Wednesday, June 29, 2005 at 9:15 PM
The Most Important Lesson
Don’t leave the Path!
As I write this article; it is my birthday and Masonic birthday. Birthdays are for celebrating ones life; everyone wishes you well, you get spoiled, gifts, a slice of cake, and I am a celebrity for a day. People even sing you songs! It is a time for celebrating your life, your worth; regardless of ones status or accomplishments. Life’s lessons often come at a price, that often, if we wonder, “is it all worth it”; or the age-old question “what’s it all about Alfie ”?
What is the most important lesson in Life? What is the most important lesson that Masonry has to teach?
I know that I was wiser when I was younger.
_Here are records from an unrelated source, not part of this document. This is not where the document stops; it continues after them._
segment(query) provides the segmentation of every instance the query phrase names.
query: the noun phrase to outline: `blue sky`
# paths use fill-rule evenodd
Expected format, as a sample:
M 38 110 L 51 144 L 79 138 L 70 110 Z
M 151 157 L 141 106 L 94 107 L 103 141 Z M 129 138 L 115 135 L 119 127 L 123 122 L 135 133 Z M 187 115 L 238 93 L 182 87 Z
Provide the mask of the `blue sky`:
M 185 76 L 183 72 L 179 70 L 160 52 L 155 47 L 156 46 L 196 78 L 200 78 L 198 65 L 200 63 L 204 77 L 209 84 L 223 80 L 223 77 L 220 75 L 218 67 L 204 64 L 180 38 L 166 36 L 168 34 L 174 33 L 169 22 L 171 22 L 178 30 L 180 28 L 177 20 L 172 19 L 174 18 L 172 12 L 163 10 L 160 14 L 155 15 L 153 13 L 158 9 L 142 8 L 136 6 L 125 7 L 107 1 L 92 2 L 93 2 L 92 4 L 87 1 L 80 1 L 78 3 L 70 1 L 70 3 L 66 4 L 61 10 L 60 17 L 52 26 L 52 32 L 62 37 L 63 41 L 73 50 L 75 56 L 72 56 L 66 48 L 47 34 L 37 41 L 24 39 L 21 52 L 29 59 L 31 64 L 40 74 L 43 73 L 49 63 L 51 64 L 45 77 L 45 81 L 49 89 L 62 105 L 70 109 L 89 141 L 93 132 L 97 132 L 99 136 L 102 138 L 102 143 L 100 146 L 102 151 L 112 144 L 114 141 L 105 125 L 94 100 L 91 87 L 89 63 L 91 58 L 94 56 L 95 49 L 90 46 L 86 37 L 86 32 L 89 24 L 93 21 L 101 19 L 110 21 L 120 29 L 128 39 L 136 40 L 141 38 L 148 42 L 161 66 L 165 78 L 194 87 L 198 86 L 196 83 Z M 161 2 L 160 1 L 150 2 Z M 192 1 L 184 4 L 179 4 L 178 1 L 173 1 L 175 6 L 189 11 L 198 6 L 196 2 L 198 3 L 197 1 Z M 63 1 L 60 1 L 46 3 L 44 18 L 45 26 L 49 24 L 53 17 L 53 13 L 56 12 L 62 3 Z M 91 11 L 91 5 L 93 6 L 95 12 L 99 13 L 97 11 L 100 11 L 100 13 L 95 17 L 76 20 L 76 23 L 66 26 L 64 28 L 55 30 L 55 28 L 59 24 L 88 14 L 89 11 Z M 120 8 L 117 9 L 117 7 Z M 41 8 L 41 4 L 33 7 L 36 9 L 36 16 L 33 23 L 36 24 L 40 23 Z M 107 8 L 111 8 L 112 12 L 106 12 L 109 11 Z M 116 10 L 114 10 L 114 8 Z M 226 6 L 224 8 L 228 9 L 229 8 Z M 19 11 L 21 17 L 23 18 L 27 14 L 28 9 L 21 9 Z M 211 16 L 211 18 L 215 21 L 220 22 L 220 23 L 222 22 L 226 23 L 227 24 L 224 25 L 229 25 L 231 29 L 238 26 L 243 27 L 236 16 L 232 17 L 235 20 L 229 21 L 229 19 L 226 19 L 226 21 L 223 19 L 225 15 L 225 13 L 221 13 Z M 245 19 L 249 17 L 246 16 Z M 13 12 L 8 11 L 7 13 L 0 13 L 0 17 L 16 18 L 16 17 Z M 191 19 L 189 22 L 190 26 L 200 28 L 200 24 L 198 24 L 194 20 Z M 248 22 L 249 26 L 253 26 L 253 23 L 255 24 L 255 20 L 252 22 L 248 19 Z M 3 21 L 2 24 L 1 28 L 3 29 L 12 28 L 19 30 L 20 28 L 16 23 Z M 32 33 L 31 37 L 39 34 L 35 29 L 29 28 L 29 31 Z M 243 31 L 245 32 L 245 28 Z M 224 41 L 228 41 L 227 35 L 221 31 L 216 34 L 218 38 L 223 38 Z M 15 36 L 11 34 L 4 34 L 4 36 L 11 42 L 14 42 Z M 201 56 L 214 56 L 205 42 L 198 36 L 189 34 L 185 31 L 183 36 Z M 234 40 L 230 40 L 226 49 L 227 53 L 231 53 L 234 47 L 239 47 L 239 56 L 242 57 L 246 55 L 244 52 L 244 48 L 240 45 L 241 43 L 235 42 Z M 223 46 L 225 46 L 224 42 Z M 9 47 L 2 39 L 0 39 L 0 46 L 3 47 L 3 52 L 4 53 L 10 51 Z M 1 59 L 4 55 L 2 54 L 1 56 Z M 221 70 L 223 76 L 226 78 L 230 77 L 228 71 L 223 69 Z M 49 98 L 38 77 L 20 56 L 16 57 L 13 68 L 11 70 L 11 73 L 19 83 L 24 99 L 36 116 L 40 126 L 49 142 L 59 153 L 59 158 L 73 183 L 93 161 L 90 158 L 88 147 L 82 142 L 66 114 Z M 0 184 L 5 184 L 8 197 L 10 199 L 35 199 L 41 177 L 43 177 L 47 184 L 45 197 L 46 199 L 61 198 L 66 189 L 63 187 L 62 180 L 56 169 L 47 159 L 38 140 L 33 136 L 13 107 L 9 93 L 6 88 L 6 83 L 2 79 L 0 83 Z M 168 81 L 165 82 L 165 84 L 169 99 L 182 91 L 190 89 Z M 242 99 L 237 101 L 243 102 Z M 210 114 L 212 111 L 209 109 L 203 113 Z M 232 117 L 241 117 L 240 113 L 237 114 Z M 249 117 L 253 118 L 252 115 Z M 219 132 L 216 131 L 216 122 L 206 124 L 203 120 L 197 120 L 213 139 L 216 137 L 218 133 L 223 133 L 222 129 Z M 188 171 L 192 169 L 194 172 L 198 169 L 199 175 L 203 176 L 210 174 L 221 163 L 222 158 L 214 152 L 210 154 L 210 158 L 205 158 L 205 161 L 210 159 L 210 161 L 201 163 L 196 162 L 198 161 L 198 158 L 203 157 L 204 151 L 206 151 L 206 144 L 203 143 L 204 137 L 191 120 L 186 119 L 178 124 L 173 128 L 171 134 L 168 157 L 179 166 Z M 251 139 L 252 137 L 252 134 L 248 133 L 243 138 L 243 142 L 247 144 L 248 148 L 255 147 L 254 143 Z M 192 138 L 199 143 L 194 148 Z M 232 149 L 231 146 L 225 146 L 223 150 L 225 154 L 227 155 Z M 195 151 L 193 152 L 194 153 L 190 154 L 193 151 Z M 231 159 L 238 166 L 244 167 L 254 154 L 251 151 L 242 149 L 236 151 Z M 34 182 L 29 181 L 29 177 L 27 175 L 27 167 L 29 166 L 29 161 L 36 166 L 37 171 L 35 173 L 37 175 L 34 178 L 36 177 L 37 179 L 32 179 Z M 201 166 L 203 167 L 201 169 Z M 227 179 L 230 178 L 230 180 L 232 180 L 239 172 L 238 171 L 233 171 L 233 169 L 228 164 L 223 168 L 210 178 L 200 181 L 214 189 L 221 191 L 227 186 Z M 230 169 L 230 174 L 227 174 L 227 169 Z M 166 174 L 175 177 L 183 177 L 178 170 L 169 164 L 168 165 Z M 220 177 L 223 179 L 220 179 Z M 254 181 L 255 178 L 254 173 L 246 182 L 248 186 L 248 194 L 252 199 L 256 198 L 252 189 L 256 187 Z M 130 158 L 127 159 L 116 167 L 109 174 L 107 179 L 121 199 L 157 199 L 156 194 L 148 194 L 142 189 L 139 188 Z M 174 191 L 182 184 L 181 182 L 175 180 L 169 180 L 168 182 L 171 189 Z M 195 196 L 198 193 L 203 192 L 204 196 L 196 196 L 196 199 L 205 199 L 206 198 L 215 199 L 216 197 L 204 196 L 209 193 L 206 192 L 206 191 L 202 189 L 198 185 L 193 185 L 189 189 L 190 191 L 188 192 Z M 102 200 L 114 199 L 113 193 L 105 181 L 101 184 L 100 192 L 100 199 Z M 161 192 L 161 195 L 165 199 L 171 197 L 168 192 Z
I used to lay for hours and contemplate the stars and ponder my own life as small and significant as I am. Now my heart is often clouded and troubled by what’s going on in my head. I generally like to work from the heart level; what is good…just…right? My life has been about learning; my own learning and teaching others. Sometimes that self-worth doubt creeps up and I wonder if I am worthy to teach; but then the narcissus in me assures myself that “I am”. I correct my course, and I continue.
Masonry admits a man to a brotherhood wherein all are seeking the light? We learn to be civil; to share, to commune together; and we are given the tools that help us on our journey to seek the light. Interesting; once we are brought to Masonic Light; our journey isn’t over; we want more light, we want further light! This suggests that once we have been set on the path, that we continue to seek something that we cannot entirely see. Light is darkness revealed. When darkness is revealed it reveals our own ignorance; that which we don’t entirely understand! Ignorance may manifest itself as illiteracy, suffering, evil, loneliness, strife, self-doubt, cruelty or hate. It might be encircled by misunderstanding, defense mechanisms and survival modes. Once the light is revealed, we cannot knowingly or willingly go back to darkness. Sometimes seeking light seems to be a burden, balancing what we see of darkness in our lives; with what others may perceive as our duties or obligations.
The 1st working tool of masonry, the 24 inch gauge of the operative masons, teaches us how to balance our lives and responsibilities to others; but most importantly to ones self. Look for the balance and accept help when it is offered. We should take care of others when we are able, and we see the need, but also we must be in a position within our own lives to do so. If you are off course, correct and continue; and seek the path.
My brothers, often when I feel the need to communicate directly; I am limited by words and feel the need to hide the truth and my passions from my others. How can I learn to subdue my passions if I ignore them or pretend that they don’t exist? If I couch myself in hidden phrases and cryptically transcribe my passions will it not allow me to deal with them and if I deal with them does this make me vulnerable to others? I strive to be self-referred. I must correct my course and continue to seek the path.
So, let me be candid. I am tired! There are times that I want to give up! I am trying to convince others to not give up, when I myself sometimes want to give up! Somehow I pull it from deep down and manage to give hope to others, when often I am out of hope myself. And in the encroaching darkness, I find it within me to still love and care; and I know that others love me as well. Perhaps that is my lesson now, that if I don’t go within, I go without.
I grew up too fast. I used to know it all! When I was young, I asked questions and learned the answers to the questions and learned how the pattern of life went. Spring, turns into Summer, Falls into Winter. It was then that the winding stairs went on forever. When it took so long, …so long to climb them; and I longed for my next birthday.